Digging into the data on that Arkansas Senate race, there are a few notable factors. There are technically two challengers remaining—a Libertarian candidate and an Independent. I don’t have any polling data, but no media I’ve seen has mentioned them as major factors in the race. There is one item that does jump out at me, though. Reading from the very last sentence of an Associated Press story by Andrew DeMillo:

“Before he dropped out of the race, the state GOP said Tuesday it planned to file a complaint with the FEC against Mahony that accused him of falsely listing himself as a small business owner on contribution records.”

They did in fact do that, and the text of the complaint is linked in the show notes.

The other noteworthy item about this race is that, according to FEC records, Cotton had more than $4 million dollars in cash on hand at the end of Q3. Mahoney had $25,000 dollars. So. Just saying, that would have been an uphill climb anyway.

Who did and did NOT file for the Arkansas primary

Next up, as I mentioned, the deadline to file for the Arkansas primary was midday on Tuesday. Candidates who want to be on the primary ballot needed to file by that deadline. So, okay, who did and DID NOT actually get it done?

Well, MOST of the Democrats remaining on my list of major candidates got it done. Plus, of course, Michael Bloomberg jumped in there too, and an Arkansas lawyer named Mosie Boyd got on the ballot as well. But the notable Democrat who did NOT file was Mayor Wayne Messam of Miramar, Florida.

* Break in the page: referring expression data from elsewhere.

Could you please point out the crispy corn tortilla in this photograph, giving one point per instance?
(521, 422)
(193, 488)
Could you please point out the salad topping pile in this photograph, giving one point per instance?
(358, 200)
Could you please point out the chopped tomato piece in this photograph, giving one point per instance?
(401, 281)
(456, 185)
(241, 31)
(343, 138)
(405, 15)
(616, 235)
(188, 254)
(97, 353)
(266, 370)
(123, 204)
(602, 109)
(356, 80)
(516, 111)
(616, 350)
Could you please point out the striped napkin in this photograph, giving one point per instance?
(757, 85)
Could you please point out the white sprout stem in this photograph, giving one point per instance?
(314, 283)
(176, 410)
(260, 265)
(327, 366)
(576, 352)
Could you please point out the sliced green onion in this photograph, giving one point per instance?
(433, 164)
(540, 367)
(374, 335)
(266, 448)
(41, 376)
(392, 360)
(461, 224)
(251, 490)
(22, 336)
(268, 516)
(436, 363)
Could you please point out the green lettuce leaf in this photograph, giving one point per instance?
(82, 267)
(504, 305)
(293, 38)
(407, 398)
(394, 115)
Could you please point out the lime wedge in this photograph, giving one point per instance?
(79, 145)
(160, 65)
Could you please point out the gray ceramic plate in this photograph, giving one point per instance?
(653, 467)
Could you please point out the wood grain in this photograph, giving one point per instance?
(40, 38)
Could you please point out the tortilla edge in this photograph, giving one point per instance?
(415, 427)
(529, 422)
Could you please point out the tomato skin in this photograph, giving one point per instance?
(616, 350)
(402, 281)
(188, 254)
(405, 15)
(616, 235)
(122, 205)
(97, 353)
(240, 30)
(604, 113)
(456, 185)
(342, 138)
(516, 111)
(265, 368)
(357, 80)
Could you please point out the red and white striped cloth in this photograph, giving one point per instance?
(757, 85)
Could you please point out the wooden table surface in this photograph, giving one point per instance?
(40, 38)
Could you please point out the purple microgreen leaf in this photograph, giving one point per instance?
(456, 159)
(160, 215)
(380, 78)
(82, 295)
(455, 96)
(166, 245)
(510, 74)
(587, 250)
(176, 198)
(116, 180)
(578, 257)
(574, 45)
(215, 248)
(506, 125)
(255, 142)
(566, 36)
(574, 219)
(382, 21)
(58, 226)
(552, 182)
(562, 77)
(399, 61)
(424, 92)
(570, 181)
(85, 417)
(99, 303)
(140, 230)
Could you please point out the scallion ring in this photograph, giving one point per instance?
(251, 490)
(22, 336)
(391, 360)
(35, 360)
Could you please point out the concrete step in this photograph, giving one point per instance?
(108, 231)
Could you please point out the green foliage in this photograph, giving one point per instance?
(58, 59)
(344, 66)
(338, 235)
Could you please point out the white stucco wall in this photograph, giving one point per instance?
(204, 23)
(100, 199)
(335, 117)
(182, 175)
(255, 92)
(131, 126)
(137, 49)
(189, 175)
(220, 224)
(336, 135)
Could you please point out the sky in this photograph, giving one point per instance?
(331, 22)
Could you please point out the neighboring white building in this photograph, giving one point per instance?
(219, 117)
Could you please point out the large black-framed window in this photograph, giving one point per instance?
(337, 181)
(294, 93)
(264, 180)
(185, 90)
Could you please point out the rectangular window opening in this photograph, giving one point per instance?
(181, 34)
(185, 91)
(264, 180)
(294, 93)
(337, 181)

You may remember Messam for the recent mixup in Q3 fundraising filings, where his campaign accidentally reported that he raised just $5 dollars and spent zero dollars. His name has also been simply left off of many recent polls, so rather than getting zero percent, he just wasn’t even there at all.

Well, now that Messam has not filed in Arkansas, that’s a signal that he may be ready to drop out. The other obvious possibilities for him not filing in the state are that he doesn’t think he needs it to win, or that he simply doesn’t have the ground operation to get the necessary signatures, and pay the fee, and show up to sign the paperwork. While this is speculation, I’m going to guess it’s the latter, and at some point, Messam will make it official.

One more note while we’re on this topic, former Massachusetts Governor Deval Patrick DID NOT FILE in Arkansas. So that means if he does jump into the race, he has already missed two state primaries: Alabama and Arkansas. And while, yes, you can win the primary without those states, the longer you go without registering for the primaries at all, the harder it gets to win the primary.

The big event we’re watching for is the deadline in New Hampshire at the end this week. If a candidate does not make that one, it’s pretty unlikely they will have a candidacy at all, though, again, stranger things have happened. There’s a link in the show notes that lists all the filing deadlines, in case you’re curious. And, in case you don’t want to click on that, long story short, a whole bunch of them are coming up in December.

The tentative schedule for the Senate impeachment trial is out

And last up today, a quick item on the Senate impeachment trial. According to a tweet by CNN correspondent Jeff Zeleney:

“Impeachment scheduling alert: Senate Intel[ligence] Chairman Richard Burr says [the] trial will last for "6 to 8 weeks." It will run for 6 days a week, from 12:30 to 6:30 p.m., a big chunk of time for senators also running for president hoping to be in I[owa], N[ew] H[ampshire] or anywhere but DC in Dec[ember]/Jan[uary]/Feb[ruary].”

So you can imagine how complex this might become. And you can certainly begin your Fantasy Football predictions about which candidates this might hurt (or maybe HELP) in those early voting states.

Well, that is it for one more episode of the Election Ride Home. I have been your host, Chris Higgins. You can always find me on Twitter @chrishiggins. Well, it’s been a busy day at Election HQ over here. My first day with a window open playing live testimony on C-SPAN, plus another window with written coverage of it, plus all the other news. I guess this is the new normal, at least for the next couple of months. On the bright side, I am watching this stuff so you don’t have to. I’ll keep you bringing you highlights, and you keep hanging in there. As always, thanks for listening, and I will talk to y’all tomorrow.